Tuesday, March 31, 2026

Quote of the Day (John Fowles, on Why Novelists Write)

“You may think novelists always have fixed plans to which they work, so that the future predicted by Chapter One is always inexorably the actuality of Chapter Thirteen. But novelists write for countless different reasons: for money, for fame, for reviewers, for parents, for friends, for loved ones; for vanity, for pride, for curiosity, for amusement: as skilled furniture-makers enjoy making furniture, as drunkards like drinking, as judges like judging, as Sicilians like emptying a shotgun into an enemy’s back. I could fill a book with reasons, and they would all be true, though not true of all. Only one same reason is shared by all of us: we wish to create worlds as real as, but other than the world that is. Or was. This is why we cannot plan. We know a world is an organism, not a machine. We also know that a genuinely created world must be independent of its creator; a planned world (a world that fully reveals its planning) is a dead world. It is only when our characters and events begin to disobey us that they begin to live. We think we grow old, we grow wise and more tolerant; we just grow more lazy.” —English novelist, critic and poet John Fowles (1926-2005), The French Lieutenant's Woman (1969)

John Fowles was born 100 years ago today in Leigh-on-Sea, a small town in Essex, England.
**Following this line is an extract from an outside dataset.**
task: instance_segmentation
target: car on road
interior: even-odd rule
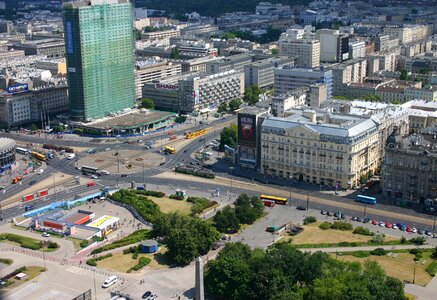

Four of his novels were adapted into movies: The Collector (1965), The Magus (1968), The French Lieutenant's Woman (1981), and, for TV, The Ebony Tower (1984).

Ironically, the one that did not was Daniel Martin (1977), whose title character is an English playwright who becomes a well-paid but dissatisfied Hollywood script doctor.

For nearly 20 years, Fowles landed on the bestseller lists with large novels best characterized as metafictional, psychological, and postmodern. But even during his lifetime attention to him receded (to some extent, probably hastened by a stroke suffered in 1988), and it has only grown more so in the two decades since his death.

The book of his that seems to have the best chance of being continually re-read is The French Lieutenant's Woman, which, like A.S. Byatt’s later Possession, is a historical romance set in the Victorian Era but with a modern narrative voice.